It calls into question the NHS Five Year Forward View’s “radical upgrade of prevention”.
Will local government now have the resources to follow through on this?
What is certain is that turning the rhetoric into reality will now be much harder.
Just when we need it most, we are at risk of downgrading local authorities’ capability.
In practice
Knock-on effects in policy and practical terms will also follow.
No doubt this will hasten the call for removing the public health ringfence and for bringing wider healthcare spend into the devolution debate.
Locally, it could easily create perverse incentives that lead away from integration.
Why would clinical commissioning groups enter into pooled budgeting arrangements with local authorities, when they know their funding is safe and sacrosanct but local authorities’ money is not?
‘It could create perverse incentives that lead away from integration’
Many unanswered questions remain, including how this relates to the transfer of children’s services from the NHS to local government planned for October. This will be worth more than £800m each year.
Presumably this funding is “safe” until 1 October while it remains within the “NHS”, but from then it isn’t?
Does cutting £200m from local authority public health budgets really mean the NHS is not affected?

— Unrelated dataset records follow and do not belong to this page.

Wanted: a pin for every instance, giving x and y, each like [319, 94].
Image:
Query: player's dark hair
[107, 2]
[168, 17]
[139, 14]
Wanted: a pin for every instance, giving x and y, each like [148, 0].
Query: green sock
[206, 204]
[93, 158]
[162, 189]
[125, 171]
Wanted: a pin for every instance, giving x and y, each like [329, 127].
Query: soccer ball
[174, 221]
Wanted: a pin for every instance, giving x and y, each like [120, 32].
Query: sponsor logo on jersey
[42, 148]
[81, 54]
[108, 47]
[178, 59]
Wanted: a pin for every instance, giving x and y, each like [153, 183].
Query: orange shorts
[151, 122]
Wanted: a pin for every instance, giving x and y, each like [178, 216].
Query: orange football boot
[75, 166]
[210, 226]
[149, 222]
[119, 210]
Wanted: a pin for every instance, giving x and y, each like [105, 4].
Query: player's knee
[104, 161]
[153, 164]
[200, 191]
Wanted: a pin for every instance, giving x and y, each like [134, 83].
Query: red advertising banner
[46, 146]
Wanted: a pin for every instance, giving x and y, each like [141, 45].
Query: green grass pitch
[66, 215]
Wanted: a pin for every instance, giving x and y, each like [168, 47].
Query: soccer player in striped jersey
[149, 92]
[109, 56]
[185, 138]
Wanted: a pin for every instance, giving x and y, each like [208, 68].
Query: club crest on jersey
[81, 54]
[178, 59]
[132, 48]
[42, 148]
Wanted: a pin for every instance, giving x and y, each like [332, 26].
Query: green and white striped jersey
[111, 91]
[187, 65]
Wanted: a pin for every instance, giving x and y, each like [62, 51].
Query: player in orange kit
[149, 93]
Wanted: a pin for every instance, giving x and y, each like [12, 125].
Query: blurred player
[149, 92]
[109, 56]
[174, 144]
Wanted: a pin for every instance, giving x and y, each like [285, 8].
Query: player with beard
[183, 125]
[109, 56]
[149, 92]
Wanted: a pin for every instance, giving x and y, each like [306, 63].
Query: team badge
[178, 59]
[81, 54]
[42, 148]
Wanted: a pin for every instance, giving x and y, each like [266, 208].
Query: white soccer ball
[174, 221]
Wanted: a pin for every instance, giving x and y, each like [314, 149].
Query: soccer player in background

The answer of course is no.
The most significant local authority funded public health services – including sexual health, substance misuse, smoking cessation – and “NHS” health checks services are either intimately entwined with NHS pathways or are directly commissioned from the NHS.
It is suggested that these services account for a quarter of local authority spending – around £700m.
Will the government say that local authorities cannot reduce spending in any of these areas in response to the cut in funding?
If not, the “non-NHS” line is meaningless.
‘It will lead to a reduction in spending, not protect it’
Our work at the King’s Fund on the return on investment from local authority public health functions suggests that, where current and future cost savings flow from local government activity on public health, the principal benefit is reduced demand on the NHS.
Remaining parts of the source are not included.